McKenney was experienced using FANWALL TECHNOLOGY products and worked closely with Hall from TRS and with Nortek Air Solutions factory personnel in planning the changeover and putting the system on line as fast as possible. Wes Dunaway, McKenney’s Senior Project Manager, Healthcare division, commented, “The design and construction team, of which TRS was an integral part, was able to achieve system performance goals, identify dimensional constraints and mitigate installation risks — minimizing impact of down time to the existing facility and controlling cost.”
One of the challenges in this changeover was maintaining correct building pressurization in the facility while running with a fan out of service. Hall says, “Once the new fan arrays were in place, this was easily achieved.”
The new fan system has now been in operation for over a year, and the results are impressive. First of all, the redundancy provided by the multiple fan units has meant that the system is totally reliable. The FANWALL units have high reliability, but even if a unit is lost, the System Optimization Controls rebalance the system and take up the slack with the remaining cubes.

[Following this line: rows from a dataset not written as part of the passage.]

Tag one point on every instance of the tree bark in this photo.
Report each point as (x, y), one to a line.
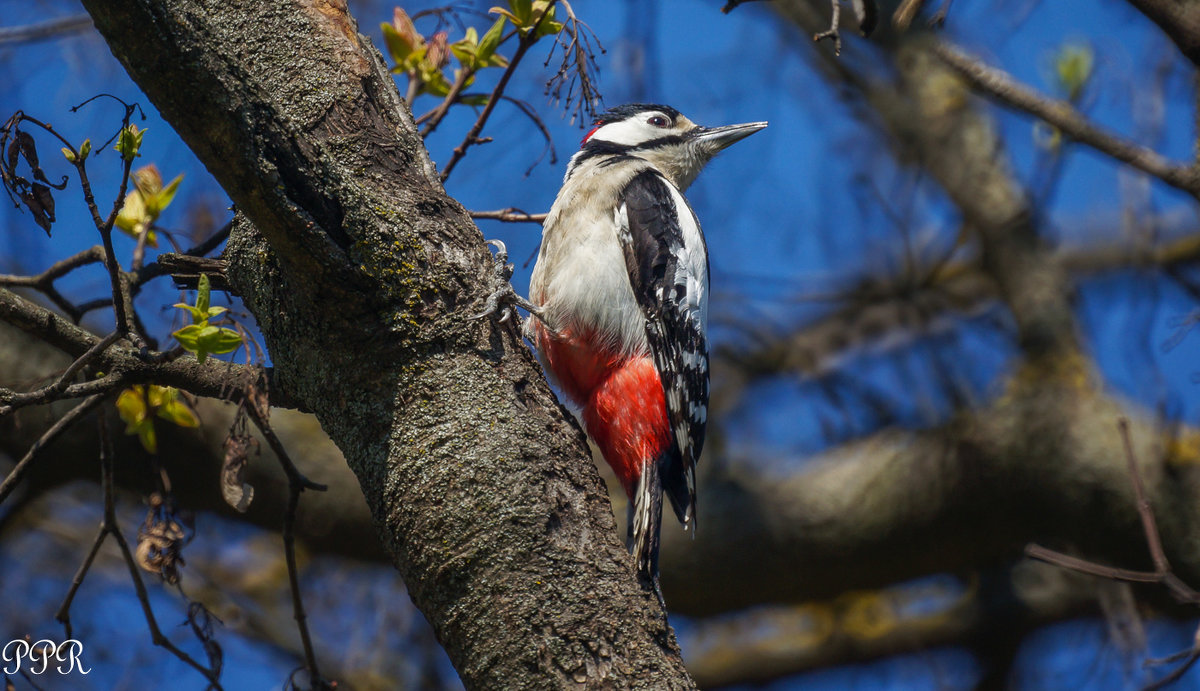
(361, 274)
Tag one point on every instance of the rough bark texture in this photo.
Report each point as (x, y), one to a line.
(361, 274)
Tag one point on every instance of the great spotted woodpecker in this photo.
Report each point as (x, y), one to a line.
(621, 289)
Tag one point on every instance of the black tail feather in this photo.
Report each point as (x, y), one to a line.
(645, 524)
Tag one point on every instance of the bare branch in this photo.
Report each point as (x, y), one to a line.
(832, 31)
(510, 215)
(1069, 121)
(59, 426)
(45, 30)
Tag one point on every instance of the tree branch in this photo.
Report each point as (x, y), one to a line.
(480, 485)
(1069, 121)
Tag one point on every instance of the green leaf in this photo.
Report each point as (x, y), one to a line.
(197, 314)
(131, 406)
(223, 341)
(1073, 68)
(159, 202)
(129, 142)
(547, 26)
(189, 336)
(491, 40)
(522, 8)
(178, 413)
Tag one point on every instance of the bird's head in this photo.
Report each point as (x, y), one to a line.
(660, 134)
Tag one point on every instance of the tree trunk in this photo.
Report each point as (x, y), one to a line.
(361, 274)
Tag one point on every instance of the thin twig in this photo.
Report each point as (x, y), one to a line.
(61, 384)
(1069, 121)
(112, 527)
(49, 436)
(45, 281)
(1162, 572)
(64, 614)
(297, 484)
(510, 215)
(832, 32)
(43, 30)
(523, 44)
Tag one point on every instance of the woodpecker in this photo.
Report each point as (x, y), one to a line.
(621, 294)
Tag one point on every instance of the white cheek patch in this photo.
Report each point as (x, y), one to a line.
(627, 132)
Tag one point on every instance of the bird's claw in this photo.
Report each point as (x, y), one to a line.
(504, 300)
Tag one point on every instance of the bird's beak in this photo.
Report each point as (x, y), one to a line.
(718, 138)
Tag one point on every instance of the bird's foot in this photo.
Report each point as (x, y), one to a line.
(504, 300)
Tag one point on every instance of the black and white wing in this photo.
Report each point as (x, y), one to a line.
(667, 265)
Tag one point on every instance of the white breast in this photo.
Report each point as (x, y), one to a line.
(580, 277)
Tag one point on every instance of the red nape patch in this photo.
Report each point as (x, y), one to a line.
(627, 416)
(592, 131)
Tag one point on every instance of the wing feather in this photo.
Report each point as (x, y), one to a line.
(667, 265)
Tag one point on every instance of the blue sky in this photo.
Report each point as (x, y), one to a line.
(784, 218)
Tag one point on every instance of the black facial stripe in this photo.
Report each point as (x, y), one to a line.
(630, 109)
(669, 140)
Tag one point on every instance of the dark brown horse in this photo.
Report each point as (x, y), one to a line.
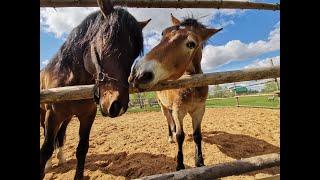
(99, 51)
(178, 53)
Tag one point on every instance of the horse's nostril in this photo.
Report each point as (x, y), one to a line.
(146, 77)
(115, 109)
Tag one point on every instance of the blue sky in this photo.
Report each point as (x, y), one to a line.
(249, 37)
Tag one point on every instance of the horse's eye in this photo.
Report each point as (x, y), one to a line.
(191, 44)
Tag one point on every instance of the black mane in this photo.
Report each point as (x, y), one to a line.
(119, 21)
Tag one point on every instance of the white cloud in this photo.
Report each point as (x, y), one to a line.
(235, 50)
(61, 21)
(45, 62)
(264, 63)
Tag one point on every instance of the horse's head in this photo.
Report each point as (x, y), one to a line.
(116, 45)
(171, 57)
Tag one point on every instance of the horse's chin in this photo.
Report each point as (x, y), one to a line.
(106, 114)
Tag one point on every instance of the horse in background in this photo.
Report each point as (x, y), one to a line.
(178, 53)
(100, 51)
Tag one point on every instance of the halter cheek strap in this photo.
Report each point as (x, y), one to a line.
(101, 77)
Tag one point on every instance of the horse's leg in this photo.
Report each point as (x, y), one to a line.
(178, 116)
(197, 116)
(82, 149)
(52, 124)
(171, 125)
(60, 139)
(42, 120)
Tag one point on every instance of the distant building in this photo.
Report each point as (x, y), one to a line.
(239, 89)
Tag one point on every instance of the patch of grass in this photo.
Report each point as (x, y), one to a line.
(215, 103)
(248, 101)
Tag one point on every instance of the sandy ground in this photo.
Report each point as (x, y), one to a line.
(135, 144)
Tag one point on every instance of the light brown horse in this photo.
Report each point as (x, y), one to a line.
(100, 51)
(178, 53)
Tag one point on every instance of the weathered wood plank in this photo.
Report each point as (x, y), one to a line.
(86, 91)
(222, 170)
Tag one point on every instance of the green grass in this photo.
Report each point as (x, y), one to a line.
(227, 102)
(247, 101)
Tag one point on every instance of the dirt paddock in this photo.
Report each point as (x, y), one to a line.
(135, 144)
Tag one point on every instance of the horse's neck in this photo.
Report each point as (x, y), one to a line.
(195, 65)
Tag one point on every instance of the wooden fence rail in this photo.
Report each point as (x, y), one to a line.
(86, 91)
(222, 170)
(165, 4)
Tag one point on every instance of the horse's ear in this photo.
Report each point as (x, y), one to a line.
(106, 7)
(205, 33)
(174, 20)
(142, 24)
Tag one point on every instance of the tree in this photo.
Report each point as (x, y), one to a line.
(217, 91)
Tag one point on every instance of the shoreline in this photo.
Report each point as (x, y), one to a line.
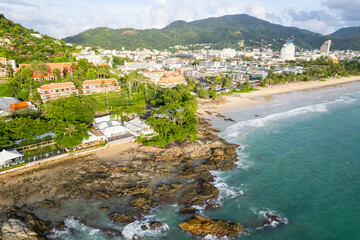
(244, 100)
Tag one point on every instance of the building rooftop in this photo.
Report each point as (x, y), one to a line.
(5, 102)
(99, 81)
(19, 105)
(54, 86)
(8, 155)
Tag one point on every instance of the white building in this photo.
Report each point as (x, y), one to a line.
(8, 158)
(37, 35)
(97, 59)
(288, 51)
(325, 48)
(228, 53)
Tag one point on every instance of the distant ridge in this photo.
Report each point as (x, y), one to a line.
(226, 31)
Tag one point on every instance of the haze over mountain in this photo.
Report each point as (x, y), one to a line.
(226, 31)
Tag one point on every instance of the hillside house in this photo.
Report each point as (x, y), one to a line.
(54, 91)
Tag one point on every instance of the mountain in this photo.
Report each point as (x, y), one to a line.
(18, 43)
(346, 38)
(346, 33)
(226, 31)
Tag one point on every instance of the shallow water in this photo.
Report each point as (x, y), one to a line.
(300, 160)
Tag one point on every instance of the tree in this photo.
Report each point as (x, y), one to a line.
(39, 68)
(203, 93)
(70, 134)
(56, 73)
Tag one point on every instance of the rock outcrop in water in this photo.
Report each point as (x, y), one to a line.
(202, 226)
(132, 175)
(16, 224)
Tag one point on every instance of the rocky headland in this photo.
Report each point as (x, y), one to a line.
(133, 175)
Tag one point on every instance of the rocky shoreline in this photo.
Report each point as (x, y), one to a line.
(131, 176)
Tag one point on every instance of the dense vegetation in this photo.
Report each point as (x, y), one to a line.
(222, 32)
(46, 49)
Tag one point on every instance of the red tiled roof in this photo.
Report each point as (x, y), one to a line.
(99, 81)
(53, 86)
(19, 105)
(52, 66)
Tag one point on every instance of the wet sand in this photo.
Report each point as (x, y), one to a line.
(241, 100)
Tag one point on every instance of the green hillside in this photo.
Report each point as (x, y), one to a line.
(46, 49)
(226, 31)
(346, 33)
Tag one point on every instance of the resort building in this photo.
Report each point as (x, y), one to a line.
(288, 51)
(171, 79)
(18, 106)
(137, 127)
(4, 70)
(54, 91)
(93, 140)
(154, 76)
(54, 70)
(97, 59)
(100, 86)
(325, 48)
(5, 105)
(9, 158)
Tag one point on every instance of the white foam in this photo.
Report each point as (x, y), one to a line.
(72, 223)
(263, 215)
(134, 228)
(234, 130)
(211, 237)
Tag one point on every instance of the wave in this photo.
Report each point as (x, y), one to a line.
(71, 223)
(234, 130)
(142, 229)
(264, 216)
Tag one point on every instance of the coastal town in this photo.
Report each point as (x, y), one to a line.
(126, 131)
(215, 71)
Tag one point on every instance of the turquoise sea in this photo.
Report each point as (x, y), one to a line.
(299, 160)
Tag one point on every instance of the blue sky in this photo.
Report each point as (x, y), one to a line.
(61, 18)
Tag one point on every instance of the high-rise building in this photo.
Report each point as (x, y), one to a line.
(325, 48)
(288, 51)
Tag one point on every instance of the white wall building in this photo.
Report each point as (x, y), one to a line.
(325, 48)
(288, 51)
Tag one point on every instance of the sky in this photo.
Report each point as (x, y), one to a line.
(62, 18)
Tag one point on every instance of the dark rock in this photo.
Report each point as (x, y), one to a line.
(188, 210)
(112, 232)
(203, 226)
(197, 192)
(104, 208)
(270, 219)
(121, 218)
(210, 206)
(141, 203)
(155, 224)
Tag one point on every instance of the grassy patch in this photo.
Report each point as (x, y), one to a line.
(117, 99)
(5, 90)
(15, 166)
(244, 90)
(41, 150)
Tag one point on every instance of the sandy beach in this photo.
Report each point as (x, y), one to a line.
(241, 100)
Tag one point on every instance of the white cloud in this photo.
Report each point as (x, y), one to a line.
(257, 10)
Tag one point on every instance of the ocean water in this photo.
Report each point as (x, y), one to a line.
(300, 161)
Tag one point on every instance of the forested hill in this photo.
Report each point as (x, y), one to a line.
(16, 42)
(226, 31)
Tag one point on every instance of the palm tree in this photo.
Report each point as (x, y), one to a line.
(70, 129)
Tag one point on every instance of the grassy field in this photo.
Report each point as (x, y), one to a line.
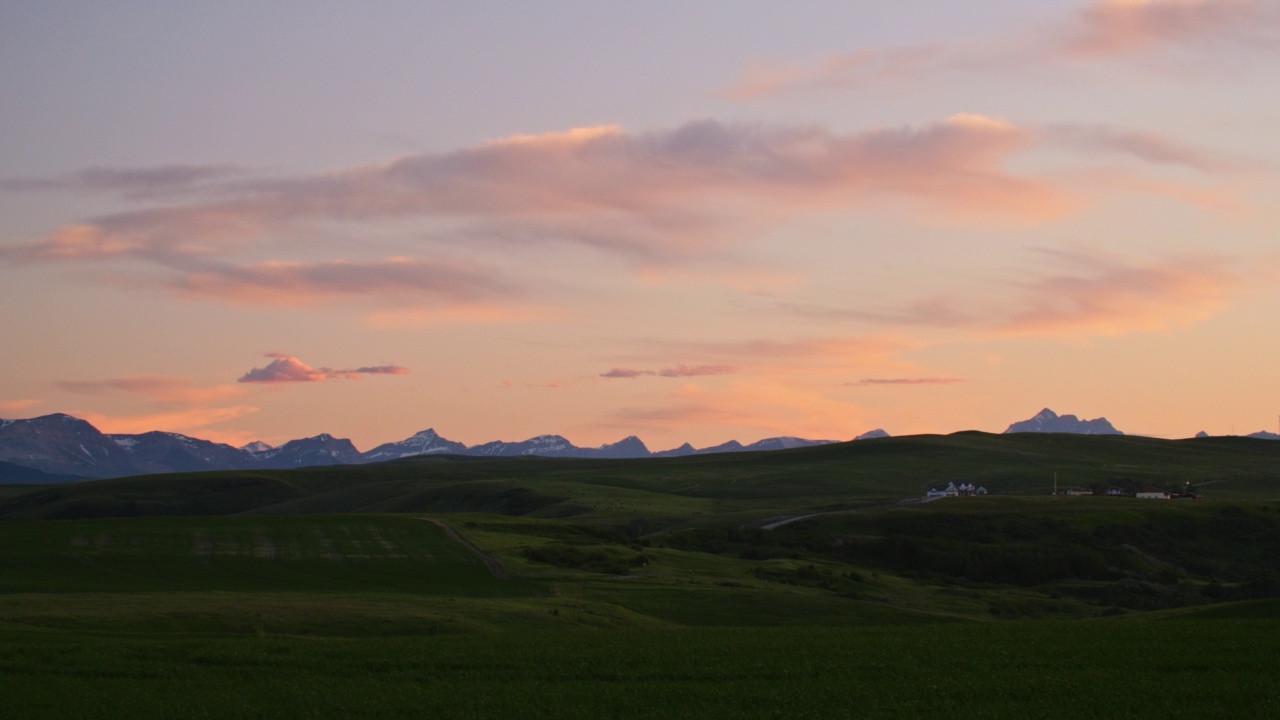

Second, because the units can be modulated or taken offline to match building air demand, considerable energy is saved. Between the improved efficiency of FANWALL TECHNOLOGY units and the System Optimization Controls, savings of $103,469 has been achieved the first year according to documentation from the power supplier, Duke Energy. And finally, they were able to increase the airflow capacity of the system—from 124,000 to 149,000 cfm—within the same space as the previous fan system.
Finally, the FANWALL units are considerably quieter than the vaneaxial fans previously used. A measured reduction of 15 dBA in the mechanical room was achieved. Even in other parts of the building, Hall says, many employees have commented on how much quieter the system is today. CMC was comfortable with the FANWALL TECHNOLOGY solution, because they had seen its effectiveness and flexibility in another building application.
Dan Maples, Chief Engineer, Lincoln Harris, added “There are so many benefits that Nortek Air Solutions and the FANWALL product bring to our operation. Obviously, they have saved Carolinas Healthcare System a lot of energy dollars. In addition to the savings, however, it’s amazing how quiet our fans are. The redundancy that we now have is an incredibly important factor as well, because we no longer have to worry about an unexpected failure causing the loss of services. All-in-all, we could not be happier with our decision to have installed FANWALL into critical air handling units.”